The A-list of tourist destinations thrive on their history, uniqueness, beauty and immutability. Which is precisely what makes them so deadly
Even when I lived there, the north London dinner party was, thankfully, not my natural habitat. And now I live near the Thames. Nevertheless, I do still have friends in those distant parts and thus, every so often, I find myself having to compete in the trials of cultural one-upmanship that appear to be the raison d'être of this ritual.

Trials? I wonder whether show-trials wouldn't be more apt. Although I'm usually able to conduct myself without suffering too much ignominy, I retain the ability to put my foot in it. Take the other evening when the conversation turned to Venice. Ah, Venice. Watery, famous Venice. I've never been there. And I happened to say so. Not out of pride, not out of perversity, but merely in passing. The capacity of this casual admission to prompt a rich mix of reactions cannot be exaggerated. Incredulity swept over the table. You're not in earnest? You must be joking. Then pity crept in – poor you, never been to north-east Italy's most beautiful city? Suppressed anger bubbled under the surface (how dare I sully this table if I've never visited Venice?), mixed with concern, almost alarm, for my philistinism. And so on. I was the culprit in a modern Bateman cartoon. Why haven't you been to Venice?
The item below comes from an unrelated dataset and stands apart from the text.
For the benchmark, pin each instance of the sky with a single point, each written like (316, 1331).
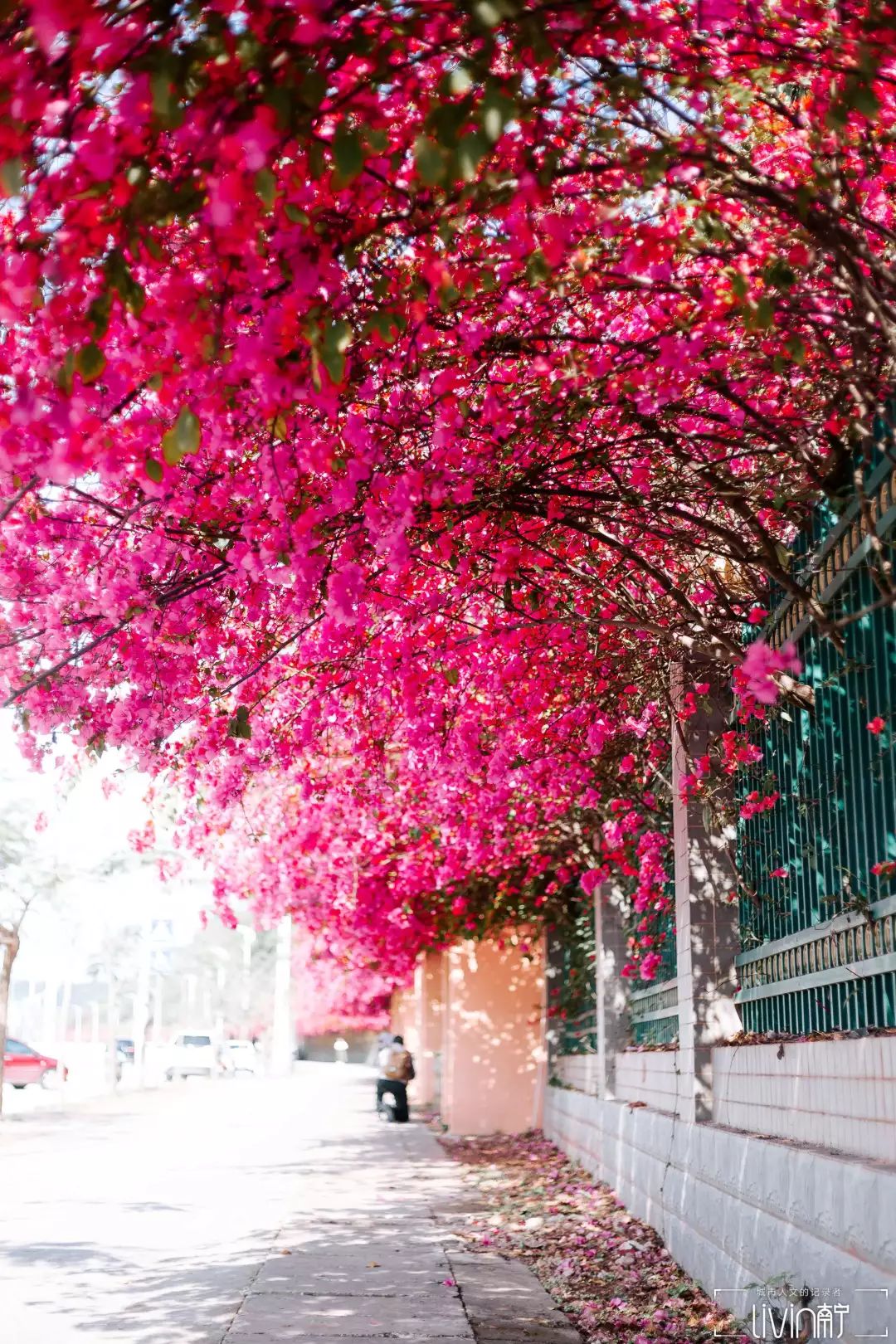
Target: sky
(86, 836)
I then made the mistake of replying with a list of some of the better known Italian cities I have been to: Turin, Milan, Genoa, Florence, Siena, Rome, Naples, Bari, Catania, Syracuse. This simply compounded things. The point I had missed – and it had, genuinely, never occurred to me – is that the bien pensant tourist (who dignifies him or herself as a "traveller") has every right to visit such left-field destinations as Bari and Turin but only after acquaintance has been made with the fully accredited first-division sites.

When a place’s fabric is more precious than its everyday life, that place is in stasis, and so in trouble

Itineraries are there to be conformed to. Parochially this means Bath, Edinburgh, York, Stonehenge. These places have to be ticked off before you can even think of catching a train to Durham or Sheffield. To fail in this regard is akin to boasting that one has never read Shakespeare but keep the complete works of John Clare on your bedside table; or that you have never listened to Beethoven but adore Vaughan Williams: there are classic sites – and then there are the rest.
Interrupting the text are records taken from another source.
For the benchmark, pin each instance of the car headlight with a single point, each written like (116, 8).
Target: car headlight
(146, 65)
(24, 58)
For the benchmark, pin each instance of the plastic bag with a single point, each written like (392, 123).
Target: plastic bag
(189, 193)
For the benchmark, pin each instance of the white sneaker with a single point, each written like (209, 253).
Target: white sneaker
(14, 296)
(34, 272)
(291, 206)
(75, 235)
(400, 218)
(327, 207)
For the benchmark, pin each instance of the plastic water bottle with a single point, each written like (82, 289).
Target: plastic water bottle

My clearly quaint belief is that it is from the rest that we have something to learn. Why? Because classic sites tend to uniqueness. They are very likely sui generis. They cannot but shout about how special they are, how different, how caught in their magnificent past. They are trapped in the amber of heritage and the aspic of history. Beauty is their burden. Monumentality is their undoing. When a place's fabric is more precious than its everyday life, that place is in stasis, and so in trouble. Its livelihood comes to depend on its immutability – which is the very obverse of the quality that is a living city's fuel. Its options for reinvention are limited. It is obliged to live off its past. The coarser fabric of non-touristic cities is appealing because they are susceptible to the often crude stratagems of renewal and regeneration and speculation.